GROUPAMA RHÔNE ALPES AUVERGNE sera donc condamnée aux entiers dépens, avec distraction de ceux-ci au profit du conseil de la victime pour ceux qu’il aura exposés.
Il serait inéquitable de laisser à la charge de [T] [C] la totalité des frais irrépétibles qu’il a dû engager et qui ne sont pas compris dans les dépens.

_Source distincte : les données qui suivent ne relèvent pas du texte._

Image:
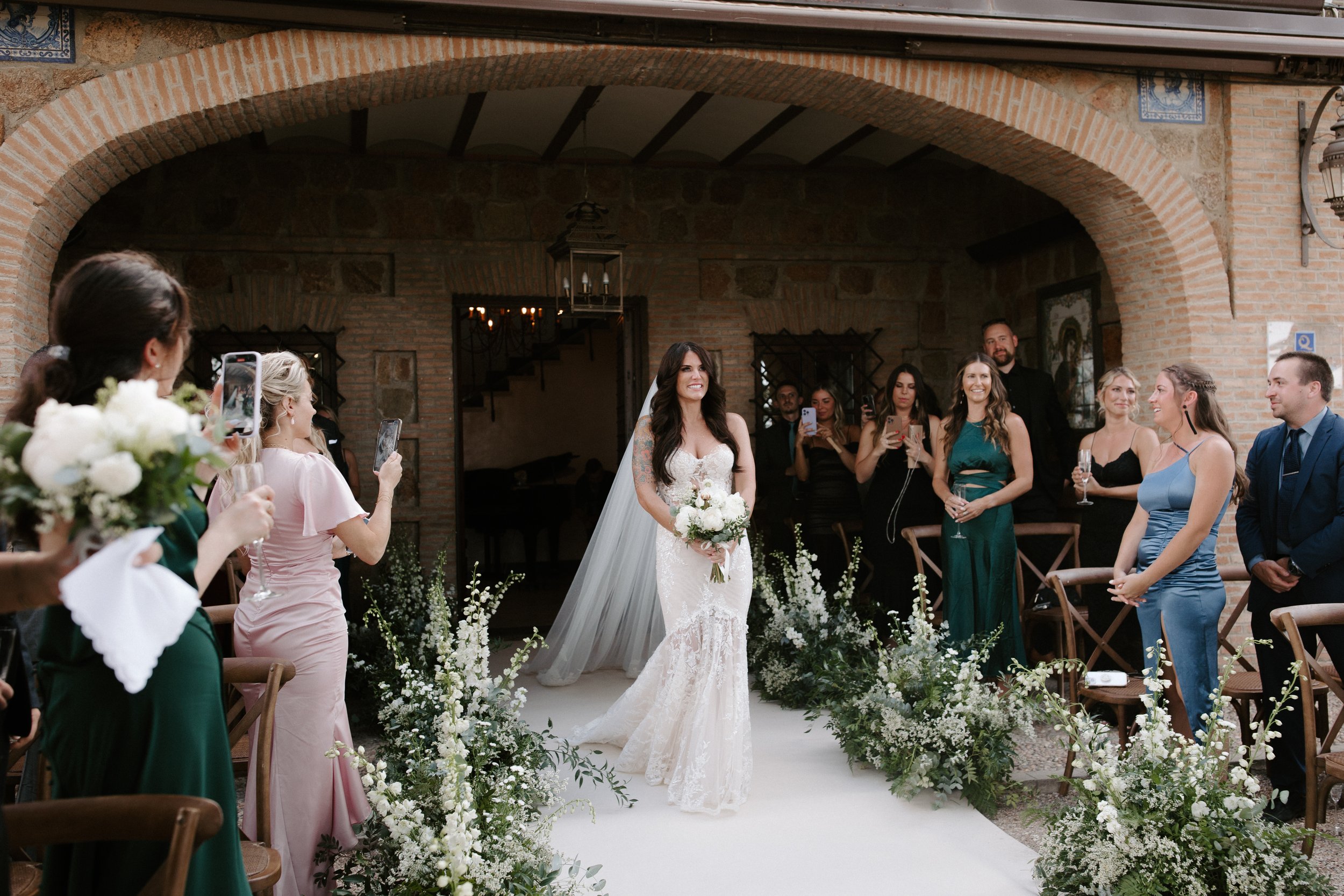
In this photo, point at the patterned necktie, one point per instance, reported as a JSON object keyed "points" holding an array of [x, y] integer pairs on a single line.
{"points": [[1288, 484]]}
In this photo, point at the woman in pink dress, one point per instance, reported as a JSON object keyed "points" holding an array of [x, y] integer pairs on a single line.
{"points": [[305, 622]]}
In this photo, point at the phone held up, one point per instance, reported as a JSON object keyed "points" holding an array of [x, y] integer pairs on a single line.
{"points": [[389, 433], [808, 418], [240, 409]]}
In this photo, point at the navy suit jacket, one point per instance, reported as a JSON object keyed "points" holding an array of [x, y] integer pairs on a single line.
{"points": [[1316, 524]]}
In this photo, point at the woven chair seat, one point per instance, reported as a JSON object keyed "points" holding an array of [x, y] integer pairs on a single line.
{"points": [[25, 879], [261, 864]]}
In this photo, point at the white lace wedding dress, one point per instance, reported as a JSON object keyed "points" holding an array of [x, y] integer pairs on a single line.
{"points": [[686, 720]]}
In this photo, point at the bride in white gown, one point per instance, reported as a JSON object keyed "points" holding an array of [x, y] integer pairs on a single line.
{"points": [[686, 720]]}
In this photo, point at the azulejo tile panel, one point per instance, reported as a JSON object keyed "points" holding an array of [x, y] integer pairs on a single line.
{"points": [[37, 33], [1171, 97]]}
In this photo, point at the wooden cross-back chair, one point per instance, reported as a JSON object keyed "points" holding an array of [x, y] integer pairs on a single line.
{"points": [[1121, 699], [260, 860], [1324, 763], [183, 821], [847, 529]]}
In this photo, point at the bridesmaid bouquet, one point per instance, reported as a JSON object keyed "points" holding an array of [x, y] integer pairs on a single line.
{"points": [[109, 468], [713, 516]]}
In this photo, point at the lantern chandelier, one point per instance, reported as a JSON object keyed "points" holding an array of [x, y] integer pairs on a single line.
{"points": [[1331, 168]]}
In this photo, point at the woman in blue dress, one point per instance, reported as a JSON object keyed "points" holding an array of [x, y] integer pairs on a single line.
{"points": [[1174, 536], [984, 447]]}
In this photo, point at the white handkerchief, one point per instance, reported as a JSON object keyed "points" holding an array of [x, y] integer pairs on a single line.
{"points": [[130, 613]]}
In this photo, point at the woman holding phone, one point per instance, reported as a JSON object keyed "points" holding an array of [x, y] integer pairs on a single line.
{"points": [[983, 464], [896, 456], [304, 621], [121, 316], [824, 458]]}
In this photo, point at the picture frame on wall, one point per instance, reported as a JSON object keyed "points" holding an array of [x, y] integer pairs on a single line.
{"points": [[1069, 327]]}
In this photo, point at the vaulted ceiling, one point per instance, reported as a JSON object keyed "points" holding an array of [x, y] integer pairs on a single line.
{"points": [[632, 124]]}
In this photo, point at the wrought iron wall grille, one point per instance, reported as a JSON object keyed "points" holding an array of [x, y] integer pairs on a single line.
{"points": [[319, 350], [846, 361]]}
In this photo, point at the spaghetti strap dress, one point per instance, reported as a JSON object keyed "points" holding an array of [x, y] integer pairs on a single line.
{"points": [[1190, 599], [167, 739], [980, 570]]}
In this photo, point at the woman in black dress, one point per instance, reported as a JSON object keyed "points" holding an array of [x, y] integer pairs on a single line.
{"points": [[1123, 451], [824, 458], [901, 493]]}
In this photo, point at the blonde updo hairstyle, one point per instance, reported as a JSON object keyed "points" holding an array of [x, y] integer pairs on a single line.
{"points": [[283, 375], [1111, 377]]}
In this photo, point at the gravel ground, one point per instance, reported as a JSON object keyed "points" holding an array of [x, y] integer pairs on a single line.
{"points": [[1041, 759]]}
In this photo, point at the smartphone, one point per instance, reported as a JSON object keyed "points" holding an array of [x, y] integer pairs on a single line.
{"points": [[240, 372], [389, 433]]}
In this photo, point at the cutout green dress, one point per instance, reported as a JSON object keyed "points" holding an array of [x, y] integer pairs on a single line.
{"points": [[980, 577], [167, 739]]}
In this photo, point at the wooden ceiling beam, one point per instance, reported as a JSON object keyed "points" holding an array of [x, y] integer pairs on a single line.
{"points": [[761, 136], [675, 124], [467, 124], [578, 112], [845, 146]]}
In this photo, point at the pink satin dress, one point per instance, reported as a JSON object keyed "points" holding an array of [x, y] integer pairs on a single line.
{"points": [[311, 794]]}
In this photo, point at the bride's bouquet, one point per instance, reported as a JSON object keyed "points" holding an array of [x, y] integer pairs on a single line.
{"points": [[711, 515], [109, 468]]}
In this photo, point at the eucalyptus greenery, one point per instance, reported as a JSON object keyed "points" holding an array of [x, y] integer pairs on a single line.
{"points": [[1167, 814], [803, 645], [925, 718], [464, 792]]}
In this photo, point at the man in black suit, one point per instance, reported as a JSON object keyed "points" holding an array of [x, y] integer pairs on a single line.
{"points": [[1291, 529], [776, 480]]}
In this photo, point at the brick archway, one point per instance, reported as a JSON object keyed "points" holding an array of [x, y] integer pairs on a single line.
{"points": [[1147, 222]]}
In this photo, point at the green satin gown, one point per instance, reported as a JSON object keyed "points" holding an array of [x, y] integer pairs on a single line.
{"points": [[167, 739], [980, 578]]}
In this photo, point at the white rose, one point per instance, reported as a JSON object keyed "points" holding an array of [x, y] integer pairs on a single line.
{"points": [[115, 475], [65, 437]]}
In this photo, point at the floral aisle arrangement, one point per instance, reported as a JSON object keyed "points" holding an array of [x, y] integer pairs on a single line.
{"points": [[464, 792], [926, 719], [121, 464], [803, 644], [711, 515], [1168, 814]]}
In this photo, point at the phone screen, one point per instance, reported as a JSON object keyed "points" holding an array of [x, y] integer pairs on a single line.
{"points": [[389, 433], [240, 406], [808, 417]]}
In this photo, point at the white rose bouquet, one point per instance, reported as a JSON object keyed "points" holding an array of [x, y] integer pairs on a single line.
{"points": [[711, 515], [109, 468]]}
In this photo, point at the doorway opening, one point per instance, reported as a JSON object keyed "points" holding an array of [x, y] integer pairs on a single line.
{"points": [[544, 413]]}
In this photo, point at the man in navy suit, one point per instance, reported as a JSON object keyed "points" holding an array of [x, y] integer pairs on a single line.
{"points": [[1291, 528]]}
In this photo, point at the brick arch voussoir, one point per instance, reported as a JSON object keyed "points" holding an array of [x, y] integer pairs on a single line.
{"points": [[1146, 219]]}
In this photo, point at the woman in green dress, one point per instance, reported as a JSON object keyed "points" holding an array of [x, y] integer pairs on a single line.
{"points": [[123, 316], [983, 464]]}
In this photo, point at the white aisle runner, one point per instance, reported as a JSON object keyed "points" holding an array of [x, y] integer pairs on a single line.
{"points": [[811, 825]]}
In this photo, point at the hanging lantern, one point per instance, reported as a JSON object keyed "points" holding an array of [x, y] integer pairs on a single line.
{"points": [[589, 262]]}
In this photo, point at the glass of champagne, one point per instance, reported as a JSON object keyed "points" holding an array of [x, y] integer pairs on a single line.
{"points": [[960, 489], [248, 477], [1085, 468]]}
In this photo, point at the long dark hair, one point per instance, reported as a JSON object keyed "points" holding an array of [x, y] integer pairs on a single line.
{"points": [[926, 402], [104, 312], [666, 413], [1209, 414], [996, 410]]}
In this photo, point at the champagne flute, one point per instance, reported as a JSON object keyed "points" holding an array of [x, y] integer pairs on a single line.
{"points": [[960, 489], [248, 477], [1085, 468]]}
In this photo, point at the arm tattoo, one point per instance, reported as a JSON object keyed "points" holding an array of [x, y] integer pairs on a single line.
{"points": [[643, 454]]}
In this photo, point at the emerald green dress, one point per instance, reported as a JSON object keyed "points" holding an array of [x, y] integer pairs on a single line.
{"points": [[167, 739], [980, 577]]}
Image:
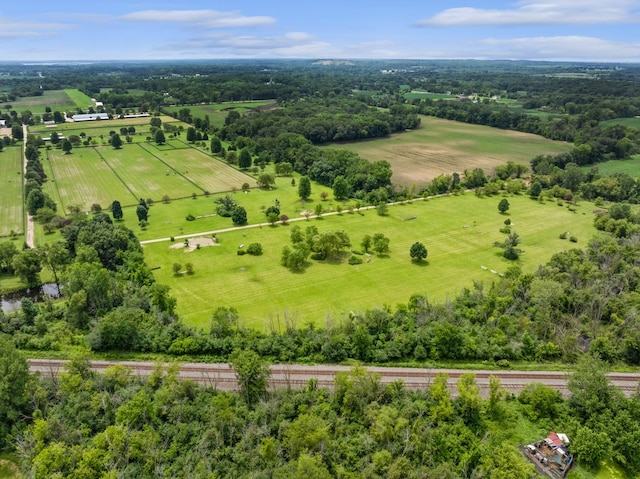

Il conviendra en conséquence de condamner GROUPAMA RHÔNE ALPES AUVERGNE à payer la somme de 1800 euros sur le fondement des dispositions de l’article 700 du code de procédure civile.
PAR CES MOTIFS :
Le Tribunal statuant en audience publique, par jugement réputé contradictoire, par mise à disposition au greffe et en premier ressort,
FIXE la créance de l’assurance maladie du Var à la somme de 941,25 euros au titre de ses débours définitifs ;
FIXE la créance de l’agent judiciaire de l’Etat à la somme de 103,5 euros au titre de ses débours définitifs en matière de dépenses de santé ;
FIXE la créance de l’agent judiciaire de l’Etat à la somme de 4 650,85 euros au titre de ses débours définitifs en matière de perte de gains professionnels actuels ;
DÉCLARE GROUPAMA RHÔNE ALPES AUVERGNE garante des dommages subis par [T] [C] à la suite de l’accident survenu le 5 août 2021 à [Localité 7] ;
CONDAMNE GROUPAMA RHÔNE ALPES AUVERGNE à payer à [T] [C], hors postes de préjudice soumis aux recours des tiers payeurs, les sommes de :
Dépenses de santé actuelles 176 €
Frais divers
o Honoraires médecin conseil 1596 €
o Frais déplacement 168 €
o préjudice matériel 10€
Incidence professionnelle 5000€
Déficit fonctionnel temporaire 1164,80 €
Souffrances endurées 3800 €
Déficit fonctionnel permanent 3160 €
Provisions versées à déduire : 3000 euros
DIT que ces sommes porteront intérêt au double du taux légal du 5 avril 2022 au 21 février 2025, outre application de l’article 1343-2 du code civil à compter du présent jugement,
CONDAMNE GROUPAMA RHÔNE ALPES AUVERGNE aux entiers dépens de l’instance, dont distraction au profit de CABELLO & ASSOCIES, Avocat
CONDAMNE GROUPAMA RHÔNE ALPES AUVERGNE à payer à [T] [C] la somme de 1800 euros au titre des dispositions de l’article 700 du code de procédure civile ;
AINSI JUGÉ ET MIS À DISPOSITION AU GREFFE LES JOURS, MOIS ET AN, SUSDITS.